Italy Prime Minister Silvio Berlusconi leaves at the end of a meeting in Rome
Italy Prime Minister Silvio Berlusconi leaves at the end of a meeting in Rome October 28, 2011. REUTERS

With Silvio Berlusconi facing the 54th -- and possibly final -- vote of confidence of his coalition in his third term alone, many wonder how the 75-year-old media tycoon has maintained his hold over the Italian public.

With three election victories, from 1994 to 2008, he has dominated the country's political landscape for neary two decades and become the longest-serving prime minister since World War II. Shadowing his political career, the allegations of embezzlement, tax fraud and false accounting brought him on court more than 2,500 times in 106 trials, at a legal cost of 200 million euros.

But neither these accusations nor the latest lascivious reports about his private life ever fully eroded his popularity among the public. His powerful mix of odd behaviour, outspoken speeches, self-confident populism and inappropriate jocularity apparently struck a chord with the Italian working class.
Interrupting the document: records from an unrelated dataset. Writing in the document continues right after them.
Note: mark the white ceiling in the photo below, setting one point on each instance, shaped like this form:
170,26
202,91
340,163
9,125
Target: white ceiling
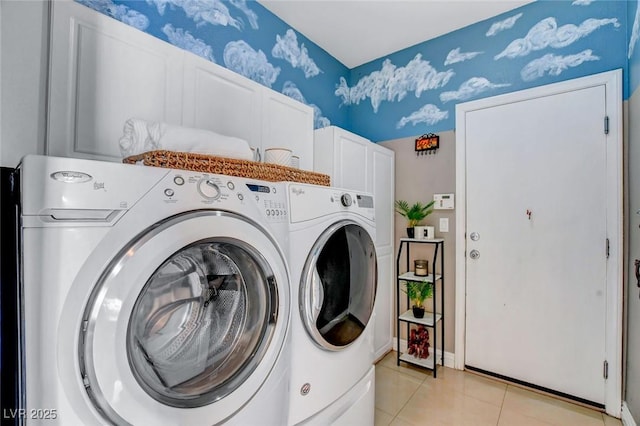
358,31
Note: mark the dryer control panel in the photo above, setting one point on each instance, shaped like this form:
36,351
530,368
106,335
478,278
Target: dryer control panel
308,202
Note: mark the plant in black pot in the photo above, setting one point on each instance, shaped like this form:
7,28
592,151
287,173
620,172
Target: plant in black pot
414,213
418,292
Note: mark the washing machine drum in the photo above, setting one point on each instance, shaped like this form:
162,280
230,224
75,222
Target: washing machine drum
193,329
177,321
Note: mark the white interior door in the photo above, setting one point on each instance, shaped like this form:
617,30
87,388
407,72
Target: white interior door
536,216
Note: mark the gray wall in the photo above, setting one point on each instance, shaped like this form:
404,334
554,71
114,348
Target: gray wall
23,71
417,179
632,335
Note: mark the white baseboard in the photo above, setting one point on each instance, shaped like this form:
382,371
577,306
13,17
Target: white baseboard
627,418
448,356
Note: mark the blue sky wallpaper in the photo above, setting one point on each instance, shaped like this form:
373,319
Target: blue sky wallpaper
415,90
412,91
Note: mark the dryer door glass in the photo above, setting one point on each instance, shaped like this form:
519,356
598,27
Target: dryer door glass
200,324
338,285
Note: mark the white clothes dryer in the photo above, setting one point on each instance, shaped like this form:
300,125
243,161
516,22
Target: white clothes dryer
334,280
153,296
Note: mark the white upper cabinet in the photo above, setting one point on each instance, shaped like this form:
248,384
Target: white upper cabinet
287,123
102,73
344,156
222,101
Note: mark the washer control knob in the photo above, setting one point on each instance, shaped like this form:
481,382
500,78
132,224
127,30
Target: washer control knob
208,189
346,200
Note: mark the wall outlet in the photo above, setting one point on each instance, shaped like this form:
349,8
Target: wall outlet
443,201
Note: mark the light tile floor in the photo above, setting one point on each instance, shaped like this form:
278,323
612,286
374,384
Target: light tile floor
407,395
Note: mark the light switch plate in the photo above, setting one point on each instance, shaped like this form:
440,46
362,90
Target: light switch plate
443,201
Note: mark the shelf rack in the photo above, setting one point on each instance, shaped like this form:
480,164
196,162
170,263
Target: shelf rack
430,319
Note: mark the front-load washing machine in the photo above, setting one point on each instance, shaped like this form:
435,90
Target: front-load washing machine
334,280
152,296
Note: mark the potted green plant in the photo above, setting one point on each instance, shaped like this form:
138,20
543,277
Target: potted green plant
414,213
418,292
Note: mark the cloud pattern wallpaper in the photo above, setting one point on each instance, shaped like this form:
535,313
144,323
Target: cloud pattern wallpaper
409,92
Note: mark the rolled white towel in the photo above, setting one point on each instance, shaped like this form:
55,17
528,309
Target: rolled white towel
141,136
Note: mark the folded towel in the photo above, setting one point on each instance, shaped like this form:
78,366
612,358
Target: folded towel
141,136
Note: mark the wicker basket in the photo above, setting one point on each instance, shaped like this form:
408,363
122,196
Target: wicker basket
227,166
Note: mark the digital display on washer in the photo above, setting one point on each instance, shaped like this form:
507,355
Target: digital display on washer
258,188
365,201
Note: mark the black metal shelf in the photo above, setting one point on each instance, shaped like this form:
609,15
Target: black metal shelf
430,319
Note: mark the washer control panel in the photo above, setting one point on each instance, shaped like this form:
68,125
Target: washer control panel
227,192
270,201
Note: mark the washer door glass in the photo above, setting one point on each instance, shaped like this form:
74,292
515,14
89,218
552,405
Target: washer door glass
338,286
198,323
190,313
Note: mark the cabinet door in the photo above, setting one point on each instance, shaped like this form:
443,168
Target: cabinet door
383,307
220,100
104,72
353,162
383,188
287,123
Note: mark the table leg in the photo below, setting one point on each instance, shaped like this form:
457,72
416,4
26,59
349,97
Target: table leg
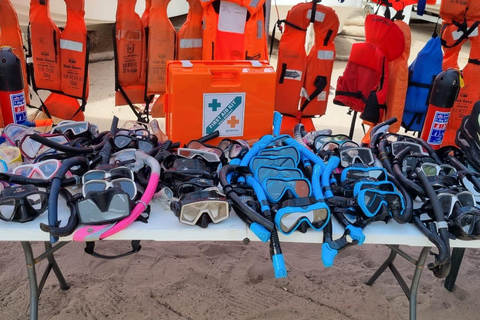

After the devastating earthquake that swept away the historic city of L'Aquila in 2009, for instance, Berlusconi was pictured by every Italian newspaper wearing a red firefighter's helmet and embracing an elderly woman who begged him for help. Every country desperately needs a narrative and a leader. Incarnating a conceited, cheerful but compassionate "man in the street", Berlusconi cast himself as the benevolent father of a nation in need and the embodiment of the Italian dream.

Italian pollster Renato Mannheimer explained: "He has an ability to create a direct rapport with the population. This is an ongoing process and is triumphing at the moment."

Starting as a cruise ship crooner in the south of Italy, Berlusconi made a fortune with Edilnord, a construction company that built housing developments on the outskirts of Milan. He began his political career in 1994, when he founded Forza Italia, named after a chant used by AC Milan fans. After the fall of the most influential Communist party in the Western world, Berlusconi appealed to the working class' post-ideological sentiments and desires with the aid of his compelling media empire. According to many experts, Italians who voted for him were already moulded by his television programmes in the 1980s, which displayed - for the first time in a deeply conservative country like Italy - half-naked showgirls and lascivious products of consumerism

Even if his three stints as prime minister were full of promises which came to nothing, Berlusconi exploited the deeply polarised nature of Italian politics and his natural ability as a salesman to hold the country's fate in his hands.

His latest gaffe at the G20 meeting in France last week encapsulates the thought of an Italian Everyman - a cab-driver or a factory worker, perhaps - who faces with unassailable optimism the difficulties of the financial crisis.

"Restaurants are full, it is difficult to reserve a seat on a plane, and holiday resorts during bank holidays are fully booked," Berlusconi said. "If you moved to Italy, I don't think you would sense anything that could resemble a strong crisis. We really are a strong economy. Italians are well-off. "

However, as anti-government daily newspaper La Repubblica said in an editorial, there is a growing percentage of Italians who are disappointed by Berlusconi's failure to deliver promises. Tuesday's vote on the Italian public accounts may prove them right.